But he said the start of a trial over the attacks in September meant that those attending the commemoration this year felt more united.

‘Overcome it all’

“We’ve really bonded thanks to the trial,” he said. “During previous commemorations, we’d spot each other from afar without really daring to speak to each other. We were really shy. But standing up in court has really changed everything.”

The marathon trial, the biggest in France’s modern legal history, is expected to last until May 2022.

Twenty defendants are facing sentences of up to life in prison, including the sole attacker who was not gunned down by police, Salah Abdeslam, a French-Moroccan national who was captured in Brussels. Six of the defendants are being tried in absentia.

Poncet said he felt it was crucial that he attend the hearings. “I can’t possibly not.

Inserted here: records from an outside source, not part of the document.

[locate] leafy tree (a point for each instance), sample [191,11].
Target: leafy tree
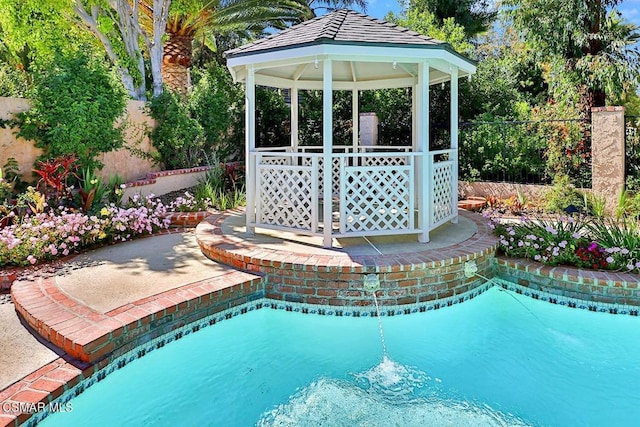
[474,16]
[426,23]
[328,5]
[189,19]
[586,44]
[218,106]
[76,103]
[118,25]
[177,136]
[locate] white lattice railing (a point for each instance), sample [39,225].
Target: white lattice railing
[374,192]
[444,207]
[287,195]
[376,199]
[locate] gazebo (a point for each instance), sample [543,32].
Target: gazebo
[348,191]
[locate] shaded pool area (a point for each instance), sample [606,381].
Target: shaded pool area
[500,357]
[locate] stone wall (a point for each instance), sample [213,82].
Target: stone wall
[608,155]
[122,162]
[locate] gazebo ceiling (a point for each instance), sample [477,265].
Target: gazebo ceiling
[366,53]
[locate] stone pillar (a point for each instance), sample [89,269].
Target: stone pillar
[607,153]
[368,129]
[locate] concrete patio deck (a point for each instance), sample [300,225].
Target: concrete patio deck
[72,319]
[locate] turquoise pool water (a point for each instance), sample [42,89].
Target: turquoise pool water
[498,359]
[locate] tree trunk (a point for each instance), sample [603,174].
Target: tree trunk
[176,63]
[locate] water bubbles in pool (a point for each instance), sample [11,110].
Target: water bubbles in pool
[387,394]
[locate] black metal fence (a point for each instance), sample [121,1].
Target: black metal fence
[632,152]
[527,152]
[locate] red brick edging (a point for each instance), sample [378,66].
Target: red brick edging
[587,285]
[92,339]
[336,279]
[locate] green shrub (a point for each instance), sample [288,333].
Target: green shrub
[562,195]
[13,82]
[178,137]
[76,103]
[218,106]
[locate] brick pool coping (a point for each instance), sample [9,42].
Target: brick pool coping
[595,286]
[92,339]
[336,278]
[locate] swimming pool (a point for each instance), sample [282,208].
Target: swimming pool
[498,359]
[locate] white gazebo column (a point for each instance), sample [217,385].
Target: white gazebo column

It’s our lives that are being discussed in that room, and it’s important to come to support the others and to try to overcome it all.”

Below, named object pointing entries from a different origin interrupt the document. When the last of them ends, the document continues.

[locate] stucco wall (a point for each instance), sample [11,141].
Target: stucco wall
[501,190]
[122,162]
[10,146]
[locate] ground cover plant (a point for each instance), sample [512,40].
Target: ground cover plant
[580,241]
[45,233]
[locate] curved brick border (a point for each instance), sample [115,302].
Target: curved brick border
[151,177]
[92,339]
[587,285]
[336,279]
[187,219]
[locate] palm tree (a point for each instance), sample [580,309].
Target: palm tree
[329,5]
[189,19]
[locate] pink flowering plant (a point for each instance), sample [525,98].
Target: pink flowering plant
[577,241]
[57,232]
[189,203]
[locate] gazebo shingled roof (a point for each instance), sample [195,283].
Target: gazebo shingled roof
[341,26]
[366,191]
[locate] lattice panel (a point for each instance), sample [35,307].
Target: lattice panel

Survivors have taken to the witness stand to recount the horror of the attacks, but also to describe life afterwards.

Several said they had been struggling with post-traumatic stress disorder, grappling with survivor’s guilt, or even feeling alienated from the rest of society.

Saturday’s commemorations are to wrap up with a minute of silence at the Stade de France in the evening before the kick-off for a game between France and Kazakhstan.

It was during a football match between France and Germany that three suicide bombers blew themselves up in 2015.

Then-French president Francois Hollande was one of the 80,000 people in the crowd, before he was discreetly whisked away to avoid triggering mass panic.